Global commands only support the Initial, Renewal, and Refund events. Unlike package commands, there is no Expiry or Chargeback type. If you need cleanup on expiry, put it on the package itself.

Variables

Global commands use the same order-context variables as package commands. They’re substituted at execution time:

VariableDescription
{player}Buyer’s Minecraft username
{username}Alias of {player}
{uuid}Buyer’s Minecraft UUID
{orderId}FluxStore order ID
{transactionId}Payment provider transaction ID
{amount}Order total
{currency}Payment currency code, e.g. USD
{email}Customer email
{discord}Linked Discord username, if connected
{ip}Customer IP at checkout

The command editor has an Insert macros panel under the input. Click any token to append it to your command.

Server targeting

By default, a global command runs on every server connected to your store. That’s almost always what you want: the whole point of a global command is “everywhere, every sale.”

Flip the All servers toggle off if you need to scope a command to a subset. The form will list each connected server with its own switch so you can pick exactly which ones receive the command. Useful when:

  • Your network has a hub plus several game servers, and a “purchase announcement” should only fire on the hub’s lobby chat.
  • One server in your network doesn’t have the plugin you’re calling (e.g. only your survival server runs Vault, so the eco give command should skip the minigames box).
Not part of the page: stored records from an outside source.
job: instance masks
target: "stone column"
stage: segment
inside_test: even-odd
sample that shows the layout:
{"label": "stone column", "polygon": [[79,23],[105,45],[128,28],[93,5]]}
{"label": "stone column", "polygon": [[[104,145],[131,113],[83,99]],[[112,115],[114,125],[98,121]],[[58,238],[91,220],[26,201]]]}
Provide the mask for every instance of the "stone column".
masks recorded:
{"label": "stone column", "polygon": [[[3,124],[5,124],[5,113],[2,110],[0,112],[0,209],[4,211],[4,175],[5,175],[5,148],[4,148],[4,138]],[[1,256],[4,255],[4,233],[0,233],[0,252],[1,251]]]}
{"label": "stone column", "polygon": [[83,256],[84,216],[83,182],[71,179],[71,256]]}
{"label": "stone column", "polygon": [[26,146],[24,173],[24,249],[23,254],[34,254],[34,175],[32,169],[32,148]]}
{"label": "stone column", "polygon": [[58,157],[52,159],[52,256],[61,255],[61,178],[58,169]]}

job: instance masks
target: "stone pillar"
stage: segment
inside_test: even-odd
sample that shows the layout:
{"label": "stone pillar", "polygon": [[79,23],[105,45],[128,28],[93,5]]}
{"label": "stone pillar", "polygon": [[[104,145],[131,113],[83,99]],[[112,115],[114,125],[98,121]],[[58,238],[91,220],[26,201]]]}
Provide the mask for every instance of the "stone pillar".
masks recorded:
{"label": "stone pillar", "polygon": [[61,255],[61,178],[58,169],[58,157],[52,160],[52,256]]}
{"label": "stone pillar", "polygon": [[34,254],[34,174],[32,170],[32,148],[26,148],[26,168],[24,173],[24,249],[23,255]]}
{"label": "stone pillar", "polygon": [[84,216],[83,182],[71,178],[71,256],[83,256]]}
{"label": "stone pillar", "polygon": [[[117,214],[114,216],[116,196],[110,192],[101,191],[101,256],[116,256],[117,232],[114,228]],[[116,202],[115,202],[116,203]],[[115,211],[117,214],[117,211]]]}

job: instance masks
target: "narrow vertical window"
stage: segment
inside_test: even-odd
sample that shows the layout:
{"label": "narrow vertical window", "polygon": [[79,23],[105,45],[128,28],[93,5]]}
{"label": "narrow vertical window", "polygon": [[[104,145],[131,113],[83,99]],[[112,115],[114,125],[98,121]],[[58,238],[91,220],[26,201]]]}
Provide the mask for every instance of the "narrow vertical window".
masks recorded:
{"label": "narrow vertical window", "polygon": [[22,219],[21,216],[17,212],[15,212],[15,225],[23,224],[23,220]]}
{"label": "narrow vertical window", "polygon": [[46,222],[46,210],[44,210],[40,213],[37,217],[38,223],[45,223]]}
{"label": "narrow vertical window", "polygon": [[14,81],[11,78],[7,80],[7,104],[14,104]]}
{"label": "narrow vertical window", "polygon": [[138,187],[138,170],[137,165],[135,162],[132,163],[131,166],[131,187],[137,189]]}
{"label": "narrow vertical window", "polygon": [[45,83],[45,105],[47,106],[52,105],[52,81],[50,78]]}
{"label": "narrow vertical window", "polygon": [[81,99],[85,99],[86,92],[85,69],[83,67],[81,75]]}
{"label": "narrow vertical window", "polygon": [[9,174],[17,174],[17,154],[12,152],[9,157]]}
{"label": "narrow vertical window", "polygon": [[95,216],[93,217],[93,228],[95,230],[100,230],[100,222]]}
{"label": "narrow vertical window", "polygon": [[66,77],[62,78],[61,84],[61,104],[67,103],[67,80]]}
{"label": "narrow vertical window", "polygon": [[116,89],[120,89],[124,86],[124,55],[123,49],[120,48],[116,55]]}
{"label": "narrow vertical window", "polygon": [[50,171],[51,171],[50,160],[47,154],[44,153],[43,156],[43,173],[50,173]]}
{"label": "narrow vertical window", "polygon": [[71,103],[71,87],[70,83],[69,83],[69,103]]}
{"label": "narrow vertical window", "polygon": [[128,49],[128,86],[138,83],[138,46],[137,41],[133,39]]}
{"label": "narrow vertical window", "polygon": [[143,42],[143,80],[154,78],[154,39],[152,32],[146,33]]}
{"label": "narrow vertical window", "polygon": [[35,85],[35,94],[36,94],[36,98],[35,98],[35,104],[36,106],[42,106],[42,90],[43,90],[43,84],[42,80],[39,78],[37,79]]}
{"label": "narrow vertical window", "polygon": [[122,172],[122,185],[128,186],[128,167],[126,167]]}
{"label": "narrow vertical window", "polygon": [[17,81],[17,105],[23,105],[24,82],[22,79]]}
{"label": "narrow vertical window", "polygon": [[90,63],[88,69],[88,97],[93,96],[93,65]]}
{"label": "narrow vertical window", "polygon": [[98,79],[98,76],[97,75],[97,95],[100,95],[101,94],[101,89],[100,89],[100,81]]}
If the buyer’s package is configured for a specific server, that doesn’t change which servers the global command runs on. Global targeting is independent of package targeting.

When NOT to use global commands

Global commands fire on every order. That’s powerful and easy to abuse. A few traps to avoid:

  • Don’t put item or perk grants here. If you put give {player} diamond 64 in a global command, every customer gets 64 diamonds no matter what they bought, including the $1 cosmetic. Item grants belong on the package.
  • Don’t put rank changes here. A global lp user {player} parent set vip would promote every customer to VIP whether they bought VIP or not. Same reasoning.
  • Don’t put expensive or destructive commands here. A stop or whitelist remove global command would fire on every order. Test with low-impact commands first.
  • Watch out for duplicate effects. If your loyalty plugin already grants currency through a package command, adding a global “give 100 coins” command means the customer gets both.

A good rule of thumb: if the action you want depends on what the customer bought, it goes on the package. If it applies the same way to any purchase, it’s a global command.

Test new global commands on a low-value test package first, or temporarily restrict them to a staging server with the Target Servers picker. A bad global command affects every future sale until you disable it.

Editing and disabling

Click any command on the Global Commands list to open its edit page; changes save immediately. Toggle Active off to pause a command without losing its configuration, or use the trash icon on the list view to delete it.